2018年01月15日

大野亮裕

大野亮裕会長

昨年の世界情勢はアメリカのトランプ政権の発足とともに、国際協調の乱れが現実のものとなりました。ポピュリズムの拡散が一旦は落ち着きを見せたものの予断を許さない状況にあります。また北朝鮮の核やミサイルの問題、ISの中東やテロ・移民難民の問題、南シナ海や東シナ海問題等、地政学リスクが波乱の芽となる可能性を秘めています。世界経済は、アメリカの景気拡大にけん引され、欧州・新興国も成長拡大しています。

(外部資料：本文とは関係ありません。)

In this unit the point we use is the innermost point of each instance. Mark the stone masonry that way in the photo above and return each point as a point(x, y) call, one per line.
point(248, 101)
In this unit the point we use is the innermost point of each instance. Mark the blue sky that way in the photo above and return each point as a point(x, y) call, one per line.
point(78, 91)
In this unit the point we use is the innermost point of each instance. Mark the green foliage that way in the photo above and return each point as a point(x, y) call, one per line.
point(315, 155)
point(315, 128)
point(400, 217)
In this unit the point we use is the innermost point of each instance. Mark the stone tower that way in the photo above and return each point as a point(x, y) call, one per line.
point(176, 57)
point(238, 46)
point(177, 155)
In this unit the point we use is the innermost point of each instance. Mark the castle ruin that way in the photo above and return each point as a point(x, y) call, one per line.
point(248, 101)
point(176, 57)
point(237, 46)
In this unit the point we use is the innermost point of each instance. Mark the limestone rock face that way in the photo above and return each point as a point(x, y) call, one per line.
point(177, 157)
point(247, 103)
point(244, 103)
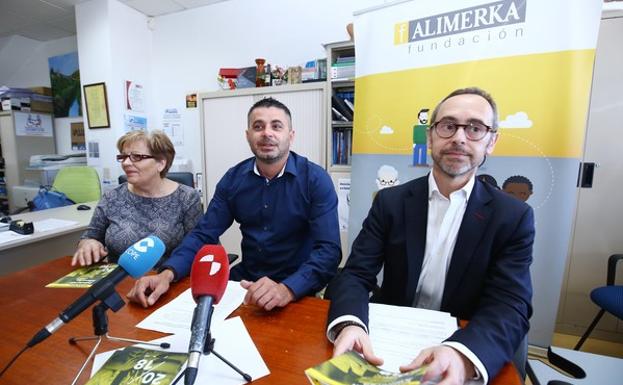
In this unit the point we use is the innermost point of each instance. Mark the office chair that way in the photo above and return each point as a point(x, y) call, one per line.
point(79, 183)
point(609, 298)
point(185, 178)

日本では輸出の好調を背景に、上場企業は過去最高益を更新しています。

 
しかしながら、中小企業では倒産件数は減ってきているものの休廃業・解散といった件数は高い水準で推移しているのが現実です。アベノミクスが成功しているのか、そうでないのかは、おそらく意見の分かれるところでしょう。世界の経済が金融の緩和に過度に依存し金利が下がり続ける局面は終わりを告げている。政府や日銀が動いて物価がきまるのではないことは、この安倍政権の5年の歳月が証明しています。

 
全製工連で2014年2月に発行した(製本産業ビジョン2018)も最終年となりました。まさに検証の1年となります。また、トラブルの未然防止や経営の実践に即した問題解決に向けた冊子(製本経営トラブル対策ハンドブック・製本虎の巻)の改訂版を考えております。第3回目のアンケート調査を実施し特に製本に係わるクレームと過剰品質問題を掘り下げていきたいと考えております。

 
また、本年は名古屋におきまして第58回全製工連愛知大会が9月1日に開催されます。
愛知工組の理事長をはじめとする役員・組合員の皆様にご苦労をおかけしておりますが、全製工連一丸となって製本業界の力を結集し将来につなげる大会にしたいと思っておりますので皆様のご支援とご参加をよろしくお願いいたします。

 
本年も製本業を取り巻く環境は厳しいものになると思いますが、組合員並びに関係各位のご支援ご協力を仰ぎながら、組合事業を推進してまいりたいと思いますのでよろしくお願い申し上げます。
終わりに、皆様のご事業の発展とご健勝を祈念いたしまして新年のごあいさつといたします。